L'effet fut tel que l'année suivante, deux congrès successifs se disputèrent à Ajaccio l'honneur d'étudier et de porter haut les revendications de la Corse. Les 2, 3 et 4 septembre 1912, dans la salle des fêtes de l'Hôtel de ville, se tint de nouveau le congrès de la Fédération des syndicats d'initiative, appuyé cette fois par la Fédération des associations agricoles, par la Fédération des Corses de Tunisie et d'Alger, par les Chambres de commerce d’Ajaccio et de Bastia. Il fut présidé par M. Grassi, ancien premier président de la Cour d'appel de Bastia, avec la présidence d'honneur de M. Sylvestre Frasseto, président de la Fédération des syndicats d'initiative. Immédiatement après, et dans la même salle, les 5, 6 et 7 septembre se tint le premier congrès, en Corse, de l'Union générale des Corses dont le siège est à Paris, et qui fut présidé par Jean Richepin, venu exprès dans l'île, avec la présidence d'honneur de M. Adriani, député de Corte.
On pourra s'étonner de deux congrès tenus simultanément pour la même cause et avec des programmes semblables. C'est une manifestation naturelle de l'esprit corse, jaloux d'individualisme, pour qui un groupement unique apparaît comme un embrigadement intolérable.
Ces congrès embrassèrent, dans leurs discussions comme dans les rapports de leurs commissions, le programme général des revendications de la Corse. Ils reçurent des vœux venus à eux de divers points de l'Ile, d'individus comme de municipalités. Encore un peu, s'ils se continuent en s'amplifiant et en s'unissant, ils rempliront le rôle d'États Généraux, préparant les cahiers précurseurs des révolutions.
Ils s'en défendent. Ils ne veulent jouer, disent-ils, ni au petit Parlement ni au petit Conseil Général. Le Gouvernement ne s'y est pas trompé. Le préfet n'y a pas assisté. Les sénateurs se sont abstenus. Quant au Conseil Général dont quelques membres seulement avaient fait acte de présence, il a nettement, dans la séance qui suivit, émis une opinion qui équivalait à un blâme, prétendant qu'il était là, lui et non d'autres, pour prendre en main les intérêts du département.

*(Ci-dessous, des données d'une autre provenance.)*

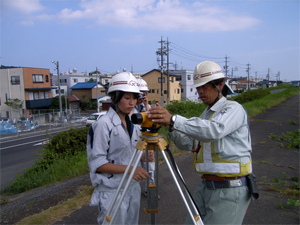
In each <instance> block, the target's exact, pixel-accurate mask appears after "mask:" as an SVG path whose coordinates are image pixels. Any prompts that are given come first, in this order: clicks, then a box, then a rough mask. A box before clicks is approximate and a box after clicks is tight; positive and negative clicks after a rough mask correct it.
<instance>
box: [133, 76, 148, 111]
mask: <svg viewBox="0 0 300 225" xmlns="http://www.w3.org/2000/svg"><path fill="white" fill-rule="evenodd" d="M137 83H138V87H139V90H140V93H141V95H140V96H139V98H138V100H137V104H136V105H135V107H134V109H133V111H132V113H140V112H146V111H148V110H149V109H150V105H149V103H148V98H147V93H148V91H149V89H148V85H147V82H146V81H145V80H143V79H142V78H137Z"/></svg>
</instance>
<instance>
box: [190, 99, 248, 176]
mask: <svg viewBox="0 0 300 225" xmlns="http://www.w3.org/2000/svg"><path fill="white" fill-rule="evenodd" d="M228 103H229V102H227V103H225V104H224V105H223V107H224V106H225V105H226V104H228ZM223 107H221V109H222V108H223ZM221 109H220V110H219V111H218V112H220V111H221ZM218 112H214V113H213V114H212V115H211V117H210V118H209V120H211V118H213V117H214V115H217V114H218ZM198 148H200V153H199V152H194V156H193V157H194V159H193V164H194V168H195V170H196V172H197V173H200V174H215V175H217V176H219V177H236V176H244V175H248V174H251V173H252V160H251V161H250V162H249V163H247V164H241V163H240V162H239V161H237V160H224V159H222V158H220V157H219V156H218V155H217V153H216V152H215V148H214V142H210V143H204V142H201V143H200V142H199V144H198Z"/></svg>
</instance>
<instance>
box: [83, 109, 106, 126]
mask: <svg viewBox="0 0 300 225" xmlns="http://www.w3.org/2000/svg"><path fill="white" fill-rule="evenodd" d="M105 113H106V111H105V112H99V113H93V114H91V115H90V116H89V117H88V118H87V120H86V126H87V127H88V126H90V125H92V123H94V122H95V121H97V120H99V118H100V117H101V116H103V115H104V114H105Z"/></svg>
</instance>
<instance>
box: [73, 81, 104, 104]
mask: <svg viewBox="0 0 300 225" xmlns="http://www.w3.org/2000/svg"><path fill="white" fill-rule="evenodd" d="M70 89H71V91H72V95H75V96H76V97H78V98H79V99H80V101H81V102H86V103H92V102H96V101H97V92H98V96H101V95H103V94H105V88H104V87H103V86H102V85H100V84H98V86H97V83H96V82H83V83H77V84H75V85H74V86H73V87H71V88H70ZM98 98H99V97H98Z"/></svg>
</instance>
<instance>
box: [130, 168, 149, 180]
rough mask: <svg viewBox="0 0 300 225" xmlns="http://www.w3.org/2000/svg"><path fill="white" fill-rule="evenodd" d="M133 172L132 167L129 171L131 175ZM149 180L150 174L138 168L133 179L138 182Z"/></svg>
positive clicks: (136, 170) (141, 169)
mask: <svg viewBox="0 0 300 225" xmlns="http://www.w3.org/2000/svg"><path fill="white" fill-rule="evenodd" d="M131 171H132V167H131V168H130V170H129V174H130V173H131ZM147 178H149V174H148V172H147V170H145V169H144V168H142V167H137V168H136V170H135V172H134V175H133V179H135V180H136V181H140V180H146V179H147Z"/></svg>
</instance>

Le département ! Sans doute, puisqu'ainsi le veulent les lois administratives de la France. Mais la Corse est-elle un département comme les autres ? En tout cas aucun département français, pas même une réunion de départements issus d'une ancienne province, n'a jusqu'à ce jour donné le spectacle de congrès de ce genre. Aucune partie de la France ne s'est ainsi nationalement affirmée, car on aura beau épiloguer sur les termes, ces congrès corses sont des actes de nationalité.
[...]
Quand les cloches sonnent deux sons, nul n'a le droit de choisir l'une des deux notes, pour prétendre qu'elle correspond seule à l'intime pensée, et que l'autre répond aux circonstances. On peut cependant dire qu'une Corse nouvelle semble naître, et que les congrès de Corte et d*Ajaccio sont les actes d'un peuple qui se révèle, ou qui se réveille.
Actes légaux, certes. Actes légitimes, tout à l'honneur de la Corse. Mais, comme toutes les nobles postures, celle-ci est périlleuse. Les Corses ne devront pas se contenter d'agiter dans le vide de vains discours. Il leur faudra parler peu, agir davantage, montrer vraiment qu'ils disposent de la force morale qui donne aux peuples comme aux hommes leur place au soleil.